S'il s'ouvre sur la mort de son héro, Carlito Brigante, c'est pour respecter les codes de son genre, codes qu'il transgresse par le modernisme de sa mise en scène, par cette caméra céleste qui filme la scène en créant un écho surréaliste entre son corps inerte vu par les vivants, et son être entier qui bouge en suivant le fil de ses pensées. Directement, De Palma informe le public qu'il s'affranchit des règles de la physique et que son oeuvre, racontée des yeux d'un mort, n'aura pas pour but d'être réaliste.


Cela pose cependant un problème : le parti-pris esthétique marque, dès l'entrée dans les derniers jours de sa vie, par son réalisme profond : le réalisateur filme la ville comme elle existe la nuit, créature cruelle et mangeuse d'hommes, sans approcher les écarts rêvés de Taxi Driver ou les événements romancés de Joker. La place est taillée pour le véridique, l'authentique : comment expliquer alors des problèmes de cohérence dans l'écriture, qui touchent surtout cette fin qu'on connaît dès le départ, où Pacino se fait descendre par un excellent Leguizamo qui s'enfuit sans qu'aucun des flics présents n'ait l'idée de l'arrêter.


C'est souvent cela qui gâche le déroulé des films de mafieux de De Palma : la vraisemblance, les comportements logiques transgressés afin de faire avancer l'intrigue; un peu comme Pacino qui prend toujours les mauvaises décisions, au point qu'on se demande finalement si ce n'est pas lui, aussi, qui aura cherché sa propre mort. D'un autre côté, c'est peut-être aussi ce qui fait tout l'intérêt du film : L'Impasse aurait été tracée par son celui qui s'y enferma : jolie leçon de vie dessinée par un De Palma très inspiré, mais à laquelle je n'ai pas été sensible.


Je n'aurai rien à redire sur l'art du réalisateur : il a, de toute évidence, la position du maître qui donne un cours de cinéma aux jeunes générations, que ce soit au niveau de ses cadrages, des déplacements de la caméra, des jeux de son, de lumière, du montage, de la photographie; tout ce qui concerne la la forme y est sublime, et porte une écriture peut-être un poil trop classique jusqu'à des sommets de tension et d'esthétisme.


Rien qu'à le voir filmer l'univers des boîtes de nuit, cela donnerait des leçons à nombre de réalisateurs épileptiques des années 2000 à nos jours, et aura très surement inspiré le virtuose James Gray pour son magnifique La nuit nous appartient. Esthétiquement, c'est une claque : il n'y a pas à chier là dessus, c'est irréprochable et De Palma prouve que son cinéma a maturé sur les vingts ans, qu'il a gagné en finesse, en pureté, en poésie.

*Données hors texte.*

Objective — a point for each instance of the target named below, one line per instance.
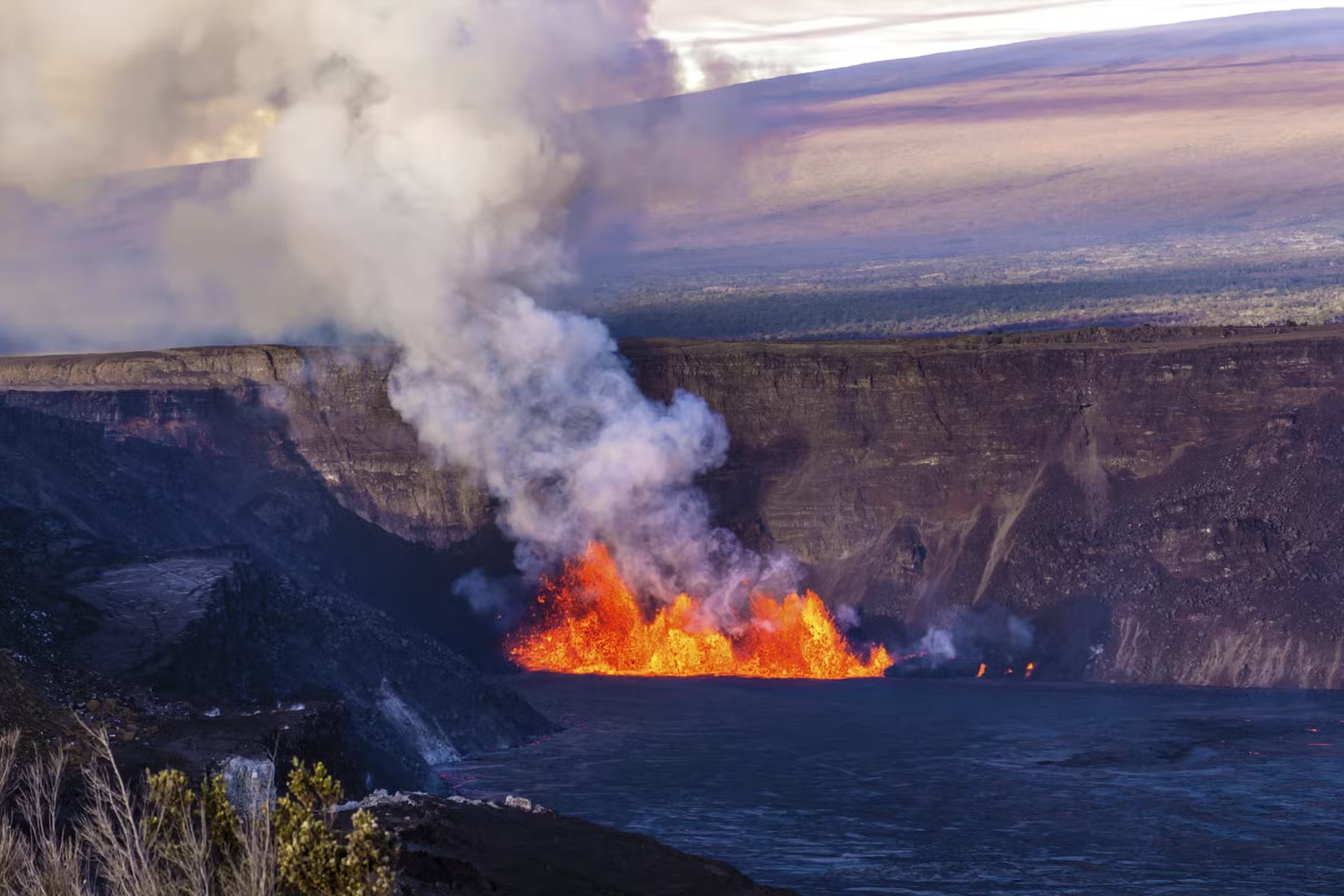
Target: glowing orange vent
(588, 622)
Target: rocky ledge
(469, 848)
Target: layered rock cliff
(1155, 506)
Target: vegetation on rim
(166, 839)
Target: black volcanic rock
(1146, 506)
(174, 547)
(474, 850)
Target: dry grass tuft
(165, 839)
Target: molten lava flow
(589, 622)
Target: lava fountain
(586, 621)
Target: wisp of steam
(417, 162)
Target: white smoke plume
(418, 160)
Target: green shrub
(170, 840)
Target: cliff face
(1158, 506)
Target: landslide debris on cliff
(1152, 504)
(175, 548)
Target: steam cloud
(418, 164)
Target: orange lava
(589, 622)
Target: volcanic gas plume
(417, 169)
(589, 622)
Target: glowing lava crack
(588, 622)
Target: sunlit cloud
(769, 36)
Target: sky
(764, 38)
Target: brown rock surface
(1160, 504)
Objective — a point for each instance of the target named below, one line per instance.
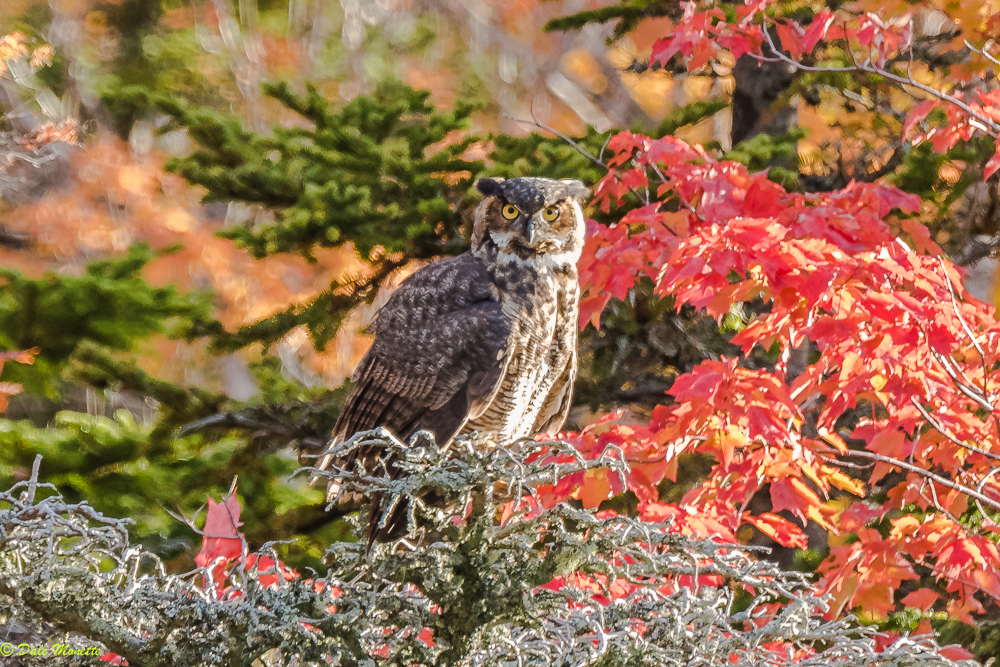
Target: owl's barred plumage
(485, 341)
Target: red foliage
(896, 333)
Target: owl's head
(528, 217)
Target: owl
(483, 342)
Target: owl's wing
(438, 356)
(557, 403)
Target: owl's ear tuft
(489, 186)
(576, 189)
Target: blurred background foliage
(204, 202)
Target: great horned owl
(485, 341)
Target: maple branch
(985, 124)
(944, 481)
(562, 136)
(983, 52)
(941, 429)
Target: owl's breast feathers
(485, 341)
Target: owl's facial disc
(531, 216)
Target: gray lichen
(476, 583)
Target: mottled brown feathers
(485, 341)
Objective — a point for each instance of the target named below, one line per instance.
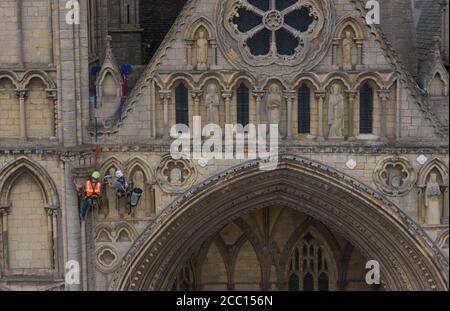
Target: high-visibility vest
(92, 190)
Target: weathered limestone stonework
(362, 170)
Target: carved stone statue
(176, 176)
(395, 179)
(274, 102)
(433, 202)
(202, 51)
(212, 103)
(336, 113)
(347, 48)
(111, 196)
(139, 182)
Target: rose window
(273, 26)
(275, 33)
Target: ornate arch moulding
(312, 43)
(411, 259)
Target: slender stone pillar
(335, 55)
(259, 94)
(50, 33)
(352, 95)
(165, 96)
(227, 96)
(22, 94)
(320, 102)
(19, 32)
(384, 98)
(289, 96)
(213, 44)
(197, 96)
(189, 46)
(73, 228)
(4, 211)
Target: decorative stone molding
(394, 176)
(175, 176)
(312, 43)
(411, 259)
(107, 258)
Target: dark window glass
(293, 282)
(286, 42)
(247, 20)
(261, 4)
(182, 104)
(259, 44)
(284, 4)
(304, 109)
(300, 19)
(308, 282)
(366, 109)
(243, 99)
(323, 282)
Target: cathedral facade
(362, 177)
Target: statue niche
(433, 193)
(212, 104)
(146, 207)
(433, 201)
(347, 50)
(108, 85)
(274, 104)
(202, 49)
(336, 113)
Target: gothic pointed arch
(139, 163)
(343, 204)
(111, 163)
(440, 169)
(23, 165)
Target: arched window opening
(304, 109)
(243, 99)
(182, 104)
(312, 274)
(366, 109)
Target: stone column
(165, 96)
(19, 32)
(52, 213)
(4, 211)
(197, 96)
(360, 54)
(335, 55)
(320, 96)
(227, 96)
(289, 96)
(384, 98)
(52, 96)
(73, 227)
(352, 95)
(189, 46)
(50, 32)
(259, 94)
(213, 44)
(22, 94)
(446, 201)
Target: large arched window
(366, 109)
(243, 99)
(308, 266)
(182, 104)
(304, 109)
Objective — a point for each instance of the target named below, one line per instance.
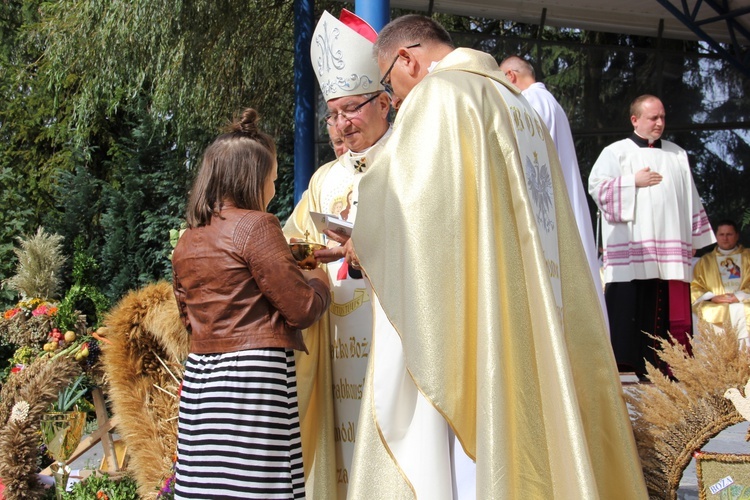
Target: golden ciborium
(303, 251)
(61, 433)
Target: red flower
(11, 312)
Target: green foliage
(86, 299)
(40, 259)
(69, 397)
(97, 487)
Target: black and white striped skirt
(238, 430)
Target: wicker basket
(722, 476)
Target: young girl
(244, 300)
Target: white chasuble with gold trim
(491, 373)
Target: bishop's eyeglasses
(348, 113)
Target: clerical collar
(643, 143)
(726, 252)
(358, 162)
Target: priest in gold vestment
(720, 290)
(491, 373)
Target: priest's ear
(384, 104)
(409, 61)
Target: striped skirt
(238, 432)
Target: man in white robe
(489, 343)
(331, 377)
(521, 73)
(721, 283)
(653, 221)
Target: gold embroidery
(360, 297)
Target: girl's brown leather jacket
(238, 286)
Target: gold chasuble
(486, 320)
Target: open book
(331, 222)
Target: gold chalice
(303, 251)
(61, 432)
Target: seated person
(720, 290)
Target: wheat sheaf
(673, 417)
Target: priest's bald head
(406, 49)
(648, 117)
(519, 71)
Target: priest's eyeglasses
(349, 113)
(386, 80)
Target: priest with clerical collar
(653, 221)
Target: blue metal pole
(375, 12)
(304, 97)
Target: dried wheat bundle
(143, 363)
(26, 396)
(673, 418)
(40, 260)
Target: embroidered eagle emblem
(539, 184)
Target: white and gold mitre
(341, 53)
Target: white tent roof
(637, 17)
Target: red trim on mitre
(356, 23)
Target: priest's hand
(335, 253)
(339, 237)
(646, 178)
(727, 298)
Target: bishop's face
(365, 122)
(726, 237)
(650, 123)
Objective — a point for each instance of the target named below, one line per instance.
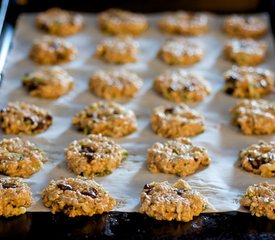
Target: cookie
(254, 117)
(15, 197)
(49, 83)
(259, 159)
(77, 197)
(120, 22)
(106, 118)
(56, 21)
(185, 23)
(181, 85)
(181, 52)
(20, 158)
(248, 82)
(245, 27)
(179, 202)
(176, 121)
(179, 157)
(119, 50)
(115, 84)
(51, 50)
(20, 117)
(260, 200)
(94, 155)
(245, 52)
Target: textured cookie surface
(184, 23)
(259, 158)
(76, 197)
(15, 197)
(106, 118)
(248, 82)
(19, 117)
(176, 121)
(49, 83)
(120, 22)
(260, 200)
(59, 22)
(179, 157)
(181, 86)
(179, 202)
(254, 116)
(51, 50)
(20, 158)
(181, 51)
(94, 155)
(115, 84)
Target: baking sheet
(223, 182)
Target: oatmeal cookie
(260, 199)
(259, 159)
(186, 23)
(59, 22)
(181, 52)
(20, 117)
(115, 84)
(119, 50)
(20, 158)
(179, 202)
(15, 197)
(49, 82)
(50, 50)
(179, 157)
(254, 116)
(245, 52)
(120, 22)
(177, 121)
(94, 155)
(248, 82)
(106, 118)
(181, 85)
(77, 197)
(245, 27)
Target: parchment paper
(223, 182)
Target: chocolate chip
(91, 193)
(64, 186)
(9, 185)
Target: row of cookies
(59, 22)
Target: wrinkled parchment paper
(223, 182)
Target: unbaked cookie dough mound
(20, 158)
(248, 82)
(260, 200)
(245, 52)
(177, 121)
(181, 51)
(15, 197)
(20, 117)
(180, 86)
(115, 84)
(259, 159)
(106, 118)
(94, 155)
(185, 23)
(179, 157)
(254, 117)
(118, 50)
(77, 197)
(120, 22)
(245, 27)
(56, 21)
(179, 202)
(48, 82)
(52, 50)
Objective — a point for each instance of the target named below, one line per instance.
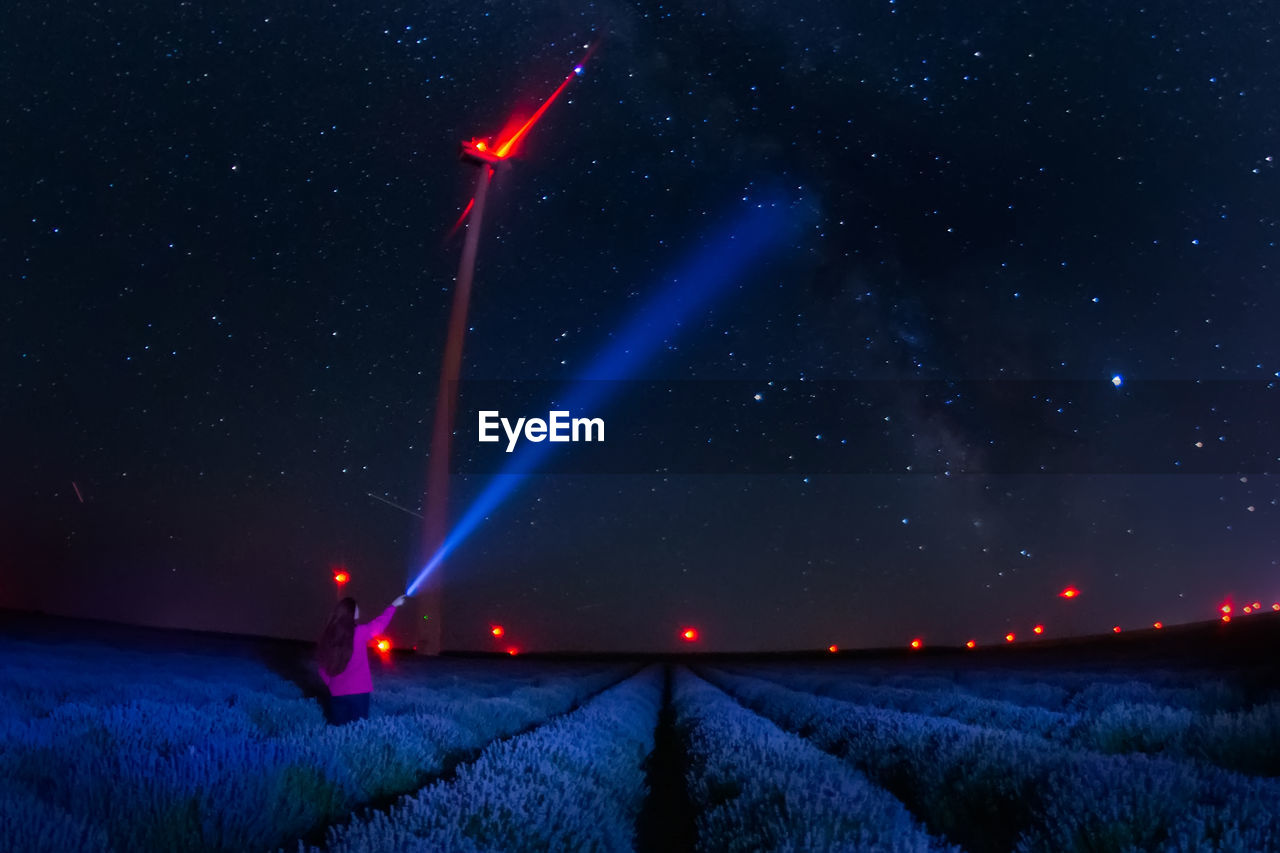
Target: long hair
(336, 644)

Ce que je lui reproche principalement, c'est d'être trop attendu : si l'on sait dès le départ qu'il mourra, on comprend très vite par le biais de quel personnage surviendra l'inévitable; trop peu fin quand il s'agît de placer ses antagonistes, L'Impasse appuie bien que Leguizamo reviendra plus tard, et l'on sait tous pourquoi; le révéler à la fin comme en twist rajoute du lourdeau à ce que De Palma aurait pu tourner comme une sorte de destinée, comme ce qu'est justement cette fin : l'inévitable conséquence d'une vie de malhonnêteté.


Cette ironie de l'homme qui cherche à se ranger mais n'y parvient jamais vraiment, et qui sait pertinemment qu'il n'y parviendra jamais mais continue de faire espérer sa compagne (passionnante Penelope Anne Miller), entre en logique complète avec cette punition finale jamais trop tire-larme, habilement montrée comme une répercussion terrible mais, finalement, juste et rétablissant l'ordre des choses.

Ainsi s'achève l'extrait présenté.